Le chef du bureau des Nations unies pour la lutte contre le terrorisme estime que le sort des enfants des combattants de l'organisation État islamique en Syrie, qui vivent aujourd'hui dans le camp d'al-Hol dans le nord-est du pays, est l'un des problèmes les plus urgents à régler.

Sur les 62 000 personnes hébergées à al-Hol, le plus grand camp dans le nord-est de la Syrie, plus de 80% sont des femmes et des enfants. Ils sont venus y trouver refuge en 2019 après la défaite du groupe État islamique et la perte des derniers bastions jihadistes.

Pour Vladimir Voronkov, le chef des Nations unies chargé de la lutte contre le terrorisme, il est urgent d'agir pour sauver ces 27 000 enfants abandonnés à leur sort et vulnérables. Selon lui, ils doivent être rapatriés d'urgence dans leur pays d'origine et réintégrés dans leur communauté. Il en appelle à la responsabilité des 60 États dont sont originaires les enfants. Si rien n'est fait, dit-il, ces mineurs risquent d'être radicalisés à l'intérieur du camp ou d'être enrôlés de force par le groupe jihadiste.

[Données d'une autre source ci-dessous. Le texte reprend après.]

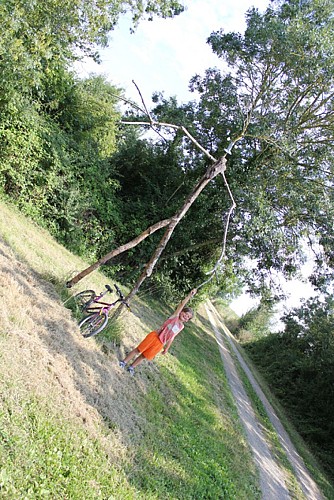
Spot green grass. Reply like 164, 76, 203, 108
0, 387, 136, 500
215, 302, 334, 499
0, 199, 260, 500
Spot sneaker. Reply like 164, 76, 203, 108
128, 366, 135, 376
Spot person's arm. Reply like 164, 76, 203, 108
171, 288, 197, 318
162, 339, 174, 354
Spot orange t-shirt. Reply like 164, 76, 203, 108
158, 316, 184, 344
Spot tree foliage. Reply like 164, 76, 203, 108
179, 0, 334, 289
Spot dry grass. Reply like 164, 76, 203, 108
0, 199, 163, 457
0, 202, 258, 500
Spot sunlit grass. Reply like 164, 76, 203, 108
0, 197, 259, 500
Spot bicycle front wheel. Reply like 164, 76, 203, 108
73, 290, 96, 311
79, 313, 108, 338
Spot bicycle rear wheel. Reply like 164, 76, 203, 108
73, 290, 96, 311
79, 313, 108, 338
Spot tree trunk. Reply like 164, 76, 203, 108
66, 157, 226, 296
66, 219, 171, 288
126, 157, 226, 301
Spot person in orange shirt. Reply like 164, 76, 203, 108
119, 288, 197, 375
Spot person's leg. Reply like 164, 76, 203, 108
122, 347, 140, 364
131, 354, 145, 368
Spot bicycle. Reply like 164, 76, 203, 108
73, 284, 130, 338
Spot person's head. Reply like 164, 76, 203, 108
179, 307, 194, 323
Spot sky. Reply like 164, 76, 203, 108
76, 0, 313, 315
76, 0, 269, 103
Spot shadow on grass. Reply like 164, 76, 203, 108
2, 237, 257, 499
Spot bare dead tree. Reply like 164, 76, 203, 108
66, 82, 235, 301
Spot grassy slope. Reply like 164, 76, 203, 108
0, 203, 260, 499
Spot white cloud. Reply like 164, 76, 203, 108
76, 0, 268, 101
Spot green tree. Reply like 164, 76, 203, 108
181, 0, 334, 290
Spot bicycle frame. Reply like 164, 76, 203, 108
85, 285, 130, 315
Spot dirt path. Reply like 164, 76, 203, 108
206, 302, 323, 500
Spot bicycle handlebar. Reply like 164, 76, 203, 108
105, 283, 130, 309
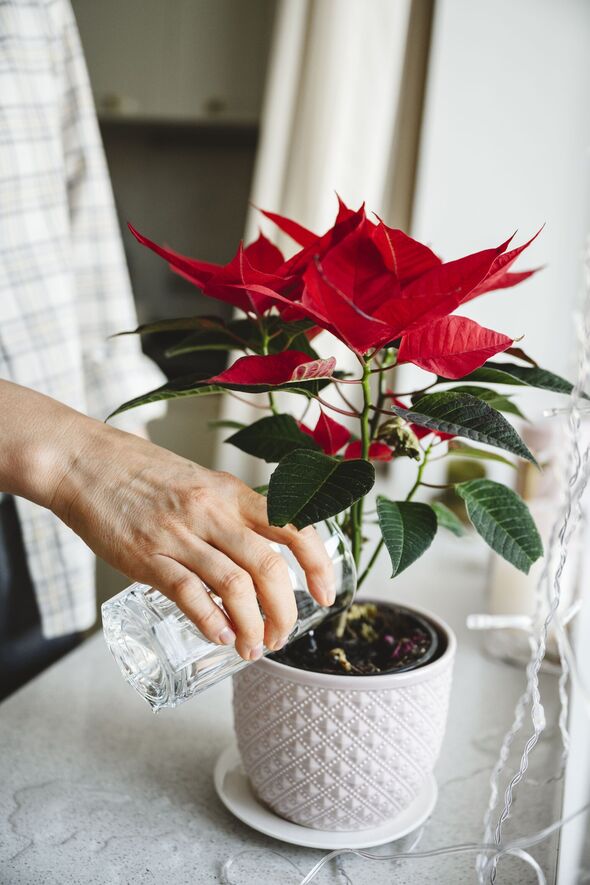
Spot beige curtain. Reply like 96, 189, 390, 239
218, 0, 432, 484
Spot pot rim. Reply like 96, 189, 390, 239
253, 598, 457, 691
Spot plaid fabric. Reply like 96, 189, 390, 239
0, 0, 162, 637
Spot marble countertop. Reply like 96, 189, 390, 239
0, 538, 562, 885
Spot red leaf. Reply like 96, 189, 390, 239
343, 439, 393, 461
206, 350, 336, 387
397, 316, 513, 378
282, 197, 366, 274
462, 227, 543, 303
244, 233, 285, 273
322, 218, 400, 314
260, 209, 319, 246
302, 264, 392, 353
203, 243, 300, 314
127, 223, 221, 286
311, 411, 350, 455
374, 240, 510, 338
373, 219, 442, 284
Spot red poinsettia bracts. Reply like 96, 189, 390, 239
299, 411, 350, 455
299, 411, 393, 461
397, 316, 514, 378
209, 350, 336, 387
130, 199, 536, 378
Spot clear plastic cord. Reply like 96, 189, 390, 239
221, 802, 590, 885
476, 242, 590, 885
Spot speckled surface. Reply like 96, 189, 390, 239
0, 538, 562, 885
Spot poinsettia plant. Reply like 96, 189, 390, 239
115, 200, 584, 583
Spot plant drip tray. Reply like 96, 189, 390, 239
214, 744, 438, 850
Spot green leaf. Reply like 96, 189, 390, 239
447, 439, 516, 470
442, 384, 526, 420
106, 372, 342, 421
450, 362, 588, 399
105, 381, 224, 421
455, 479, 543, 574
164, 320, 262, 357
207, 420, 248, 430
268, 449, 375, 529
225, 415, 320, 463
391, 390, 537, 464
377, 495, 438, 578
430, 501, 465, 538
112, 316, 231, 338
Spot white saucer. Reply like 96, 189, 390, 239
214, 744, 438, 850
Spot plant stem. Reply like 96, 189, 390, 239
351, 361, 371, 568
406, 443, 432, 501
356, 443, 434, 590
371, 353, 396, 438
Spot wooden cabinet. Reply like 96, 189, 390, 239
73, 0, 275, 123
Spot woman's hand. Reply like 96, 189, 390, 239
46, 404, 334, 660
0, 381, 335, 661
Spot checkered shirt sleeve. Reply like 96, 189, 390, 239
0, 0, 169, 637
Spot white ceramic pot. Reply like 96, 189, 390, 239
234, 600, 456, 831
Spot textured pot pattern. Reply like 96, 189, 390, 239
234, 613, 455, 831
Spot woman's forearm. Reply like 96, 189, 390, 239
0, 380, 92, 507
0, 381, 335, 660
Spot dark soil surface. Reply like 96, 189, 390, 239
270, 602, 442, 676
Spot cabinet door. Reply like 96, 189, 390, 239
73, 0, 275, 122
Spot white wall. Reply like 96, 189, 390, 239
413, 0, 590, 872
414, 0, 590, 388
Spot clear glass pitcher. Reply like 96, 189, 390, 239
102, 520, 356, 711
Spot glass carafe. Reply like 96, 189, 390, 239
102, 520, 356, 711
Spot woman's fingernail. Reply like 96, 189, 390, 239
219, 627, 236, 645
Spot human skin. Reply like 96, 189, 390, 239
0, 381, 335, 660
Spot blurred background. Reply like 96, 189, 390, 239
73, 0, 590, 882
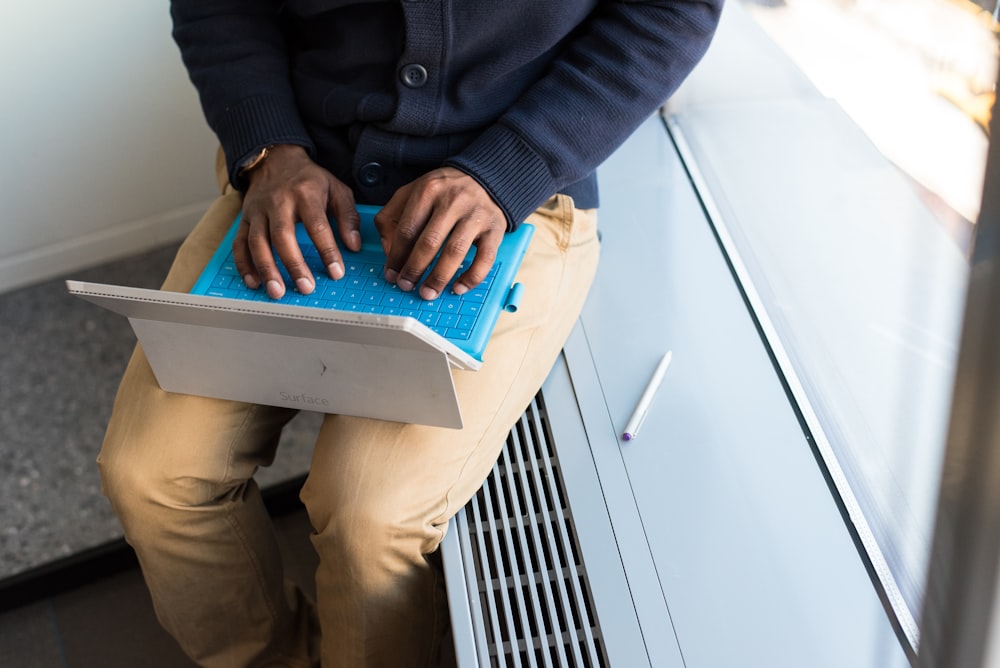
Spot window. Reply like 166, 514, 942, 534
667, 0, 997, 646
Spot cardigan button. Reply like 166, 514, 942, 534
399, 63, 427, 88
358, 162, 382, 187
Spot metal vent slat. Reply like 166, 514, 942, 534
458, 395, 607, 668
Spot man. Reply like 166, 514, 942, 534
99, 0, 722, 668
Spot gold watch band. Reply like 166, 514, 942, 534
239, 146, 274, 176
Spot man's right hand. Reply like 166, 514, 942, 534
233, 144, 361, 299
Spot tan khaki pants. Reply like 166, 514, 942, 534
98, 175, 598, 668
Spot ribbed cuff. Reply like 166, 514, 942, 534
215, 96, 316, 190
445, 125, 556, 230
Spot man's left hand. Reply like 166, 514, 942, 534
375, 167, 507, 300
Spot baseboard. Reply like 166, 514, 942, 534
0, 200, 212, 293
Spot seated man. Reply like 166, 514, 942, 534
99, 0, 722, 668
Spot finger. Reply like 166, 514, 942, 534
411, 218, 476, 300
247, 218, 285, 299
233, 213, 260, 290
268, 211, 316, 297
451, 230, 504, 295
328, 178, 361, 256
374, 184, 411, 266
385, 198, 434, 291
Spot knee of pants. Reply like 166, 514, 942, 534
97, 440, 244, 522
303, 491, 444, 573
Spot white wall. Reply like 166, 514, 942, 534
0, 0, 217, 292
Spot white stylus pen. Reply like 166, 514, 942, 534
622, 350, 674, 441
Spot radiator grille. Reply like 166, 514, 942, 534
458, 394, 608, 668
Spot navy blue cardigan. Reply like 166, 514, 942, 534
171, 0, 722, 226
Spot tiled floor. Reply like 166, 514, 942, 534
0, 245, 319, 583
0, 510, 316, 668
0, 245, 319, 668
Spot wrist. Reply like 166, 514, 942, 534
237, 144, 309, 186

La Russie et le Kazakhstan qui prenait part à la réunion virtuelle des Nations unies, ont déjà rapatrié 1 000 enfants et leurs familles. Vladimir Voronkov les a cités en exemple pour rassurer les pays sur les potentiels dangers sécuritaires. Les craintes sont infondées, a-t-il souligné, les enfants doivent être traités avant tout comme des victimes et les mineurs de moins de 14 ans ne doivent pas être détenus ni jugés.

► À lire aussi : Syrie: situation humanitaire intenable au camp d'al-Hol

Un constat que partage Virginia Gamba, la représentante spéciale des Nations unies pour les enfants en temps de conflit. Ces enfants, conclut-elle, méritent d'avoir une chance dans leur vie, comme n'importe quel autre enfant.